You might have already seen Part I of this post. Here are the rest of the announcements:

Storage

Intelligent Tiering and Cost Optimisation for Amazon S3

For many years, we’ve been used to storage tiering and in general, the idea is that hot data is placed on faster and more accessible storage and data that is infrequently accessed or not accessed at all, is moved to cheaper storage. The concept remains the same for cloud storage and for that reason, every cloud provider provides the different classes of storage.

For S3, the different storage classes are available but one has to define lifecycle management policies to move data between them. Intelligent Tiering is now available to automatically move infrequently accessed data to, guess what, the Standard-IA (Standard Infrequent Access) S3 class, thereby costing you less.

There are some caveats though. Currently, it’s just from Standard to Standard-IA i.e. not to One Zone-IA or Glacier, latter of which would have been really useful. There also is a small charge for this automation but should still prove to be economical if there’s a good amount of data stored. In addition, objects smaller than 128KB will not be moved so not really suitable for data comprised of lots of small files.

For more information, read: Automatic Cost Optimization for Amazon S3 via Intelligent Tiering

Amazon S3 and Glacier Archival Enhancements

While on the subject of storage, AWS has introduced several enhancements today to their offering. My favourite of those is Amazon S3 Object Lock, which allows prevention of data deletion for a certain period of time and for any of the S3 storage classes.

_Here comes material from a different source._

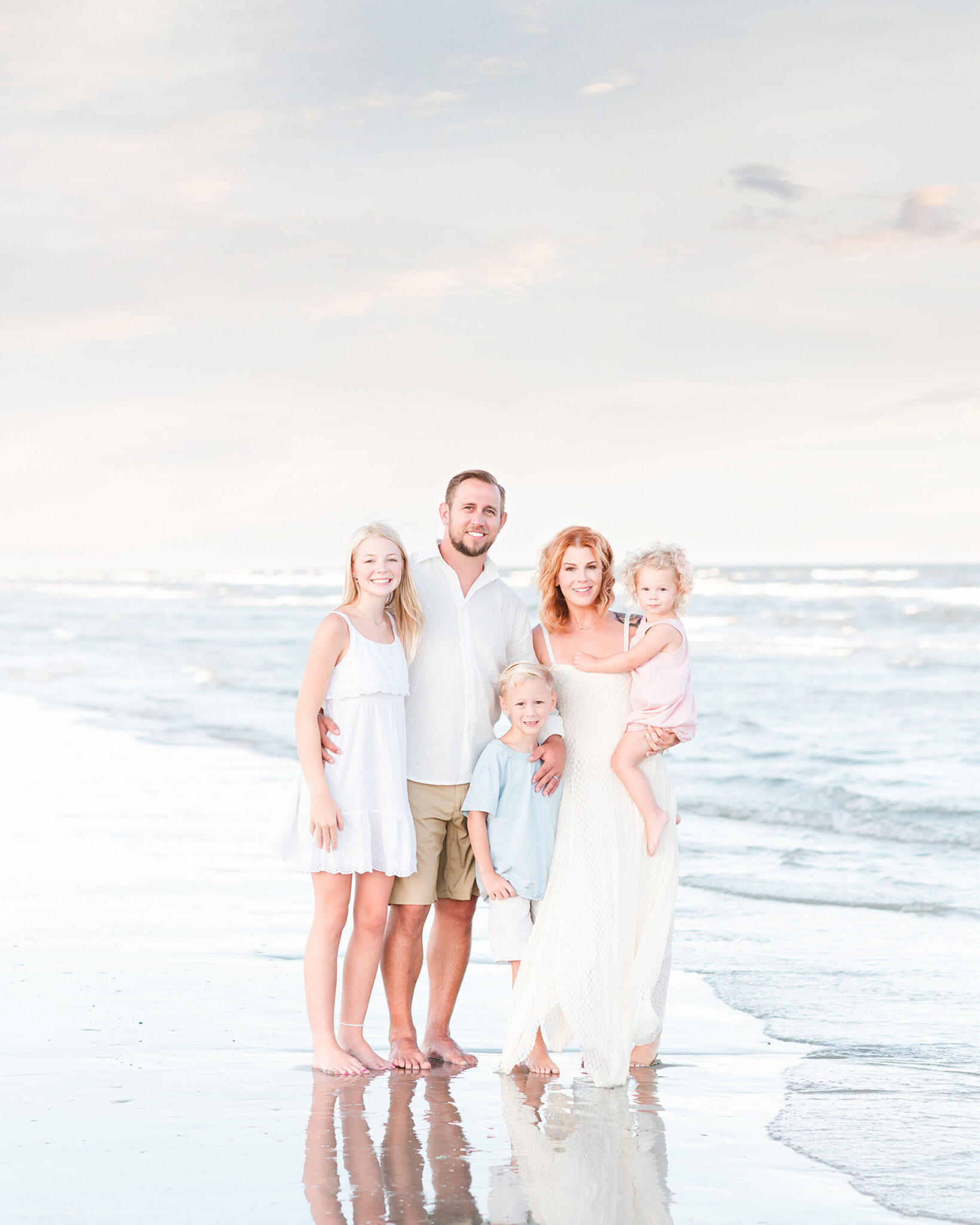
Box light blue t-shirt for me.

This is of particular importance to compliance use-cases. The lock can be enabled in “Governance” or “Compliance” mode. In the case of former, one can define certain user accounts that can remove the lock if/when required but for the latter, it’s stored without any change access to anyone, even the root account!

That’s perfect for long-term compliance and retention requirements and will avoid a lot of hoops one had to go through to secure such data on public cloud storage.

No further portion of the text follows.